MapKnitterExporter architecture discussion
We are exploring parallel tracks for cloud-based MapKnitter exporting, and one option is a JavaScript based process.
The base idea is to run the export process as a scalable web service, possibly "serverless" or REST, in Google Cloud and/or other cloud providers like Amazon AWS Lambda (primarily Google Cloud but compatible with others). Comments/suggestions/eurekas welcome! π
Importantly, either track would ideally present the same API so that we could compare their performance.
JavaScript track
In this track, more experimentally, we'd use Image Sequencer, possibly with the webgl-distort library.
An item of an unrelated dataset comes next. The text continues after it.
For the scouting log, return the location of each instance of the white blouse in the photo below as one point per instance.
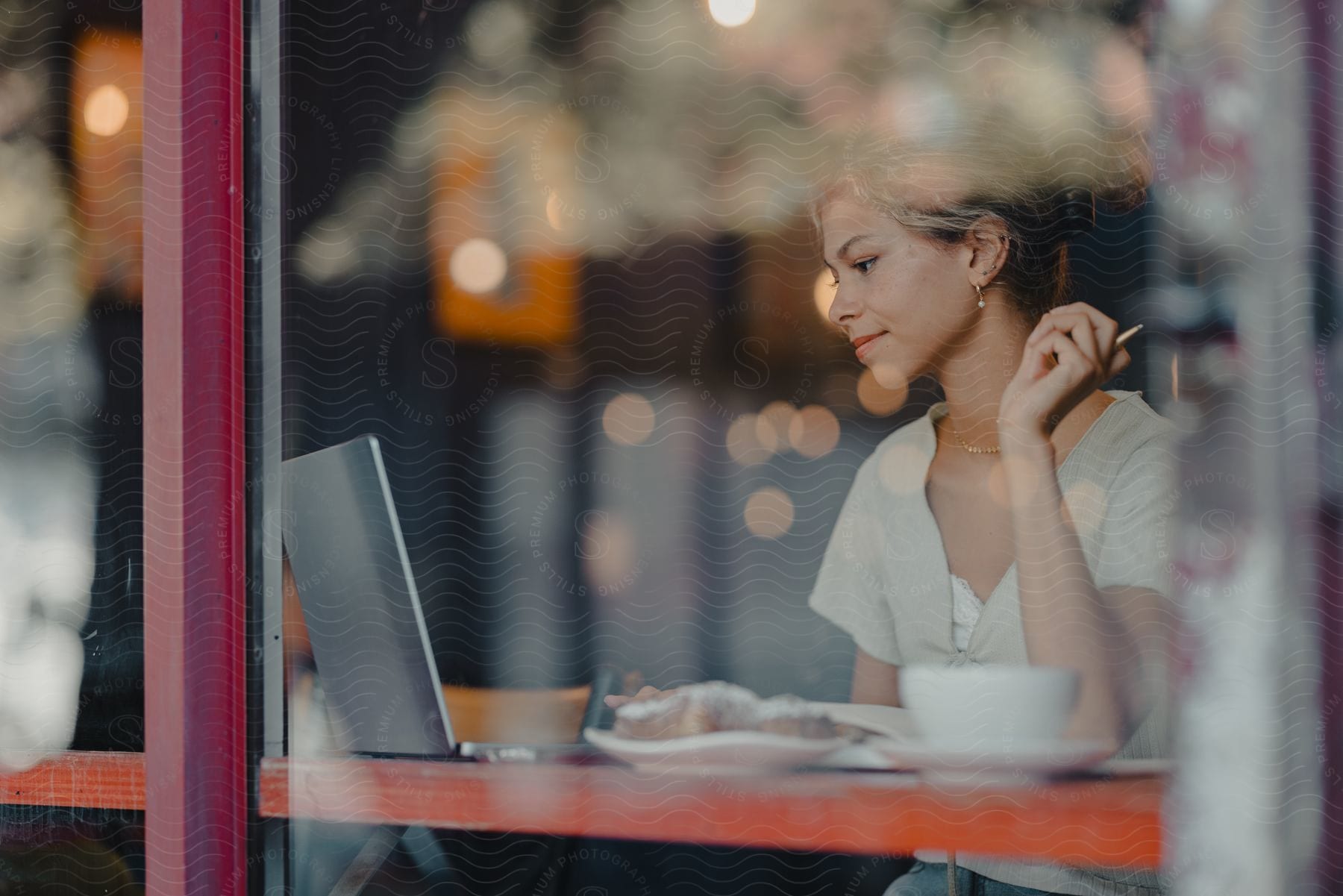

The major challenges here, I'd guess, would be:
- handling very big image files (up to 8mb each?) in memory
- serious speed improvements in IS, such as the proposed WebAssembly or WebGL adapters
- figuring out the best way to persist images for later access, and how to integrate the exporter with this (passing a callback function to upload them to a given store? Credentials?)
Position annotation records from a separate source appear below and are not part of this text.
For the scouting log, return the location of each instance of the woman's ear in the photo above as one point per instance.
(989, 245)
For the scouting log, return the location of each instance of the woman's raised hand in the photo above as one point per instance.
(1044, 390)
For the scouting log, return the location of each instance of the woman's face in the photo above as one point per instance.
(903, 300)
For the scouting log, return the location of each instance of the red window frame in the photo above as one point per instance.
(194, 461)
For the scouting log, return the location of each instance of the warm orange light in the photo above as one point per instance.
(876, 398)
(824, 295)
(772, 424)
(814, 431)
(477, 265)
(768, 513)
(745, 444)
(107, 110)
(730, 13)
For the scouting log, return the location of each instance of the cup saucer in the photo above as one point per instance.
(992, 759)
- trying to duplicate or integrate GDAL's generation of a giant combined GeoTIFF (just really huge images to manage in memory?)
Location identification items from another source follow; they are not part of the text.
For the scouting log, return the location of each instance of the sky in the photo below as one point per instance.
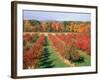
(55, 16)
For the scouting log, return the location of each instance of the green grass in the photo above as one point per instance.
(57, 60)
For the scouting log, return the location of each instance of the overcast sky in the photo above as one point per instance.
(59, 16)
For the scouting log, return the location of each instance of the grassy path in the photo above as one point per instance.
(50, 58)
- trying to duplicate or integrate GDAL's generation of TMS-formatted map tiles
For these last two, see #296 where there are some JS options to experiment with.
Also, we would try to develop this track in such a way as to make it possible to run locally in the browser, natively or in an Electron-style local JS app.
Ruby/ImageMagick/GDAL track
A more traditional approach is being explored here: #258, where we take the exporting sections currently featured in MapKnitter, and duplicate them in a minimal Ruby container that can be run on-demand.
Spec
To guide the development of both tracks, we're imagining a basic common behavior of:
- receiving a collection of image URLs or data-URLs of images AND a scale (cm/px or final pixel size)
- outputting a combined JPG image at a given scale or pixel size
- advanced versions might cut tiles or output GeoTiffs (see challenges in JS version above)
Links and resources are being compiled here: https://github.com/publiclab/mapknitter/issues/296
What have I missed? @tech4GT @icarito would you mind adding any questions, clarifications?
Update: diagrams
I've put together a diagram of the current exporter workflow, which I hope is helpful. It's also largely ported into a standalone Ruby library in #341 -- soon to potentially be a Gem:

Image Sequencer should allow us to parallelize this, and improve its speed, as illustrated in this diagram:

@jywarren this looks really nice! Things immediately make a lot more sense!π
I've just spent some time deploying a learning project to Google Cloud Platform (App Engine) as a Docker container. I've got a better understanding now of what is required! Thanks!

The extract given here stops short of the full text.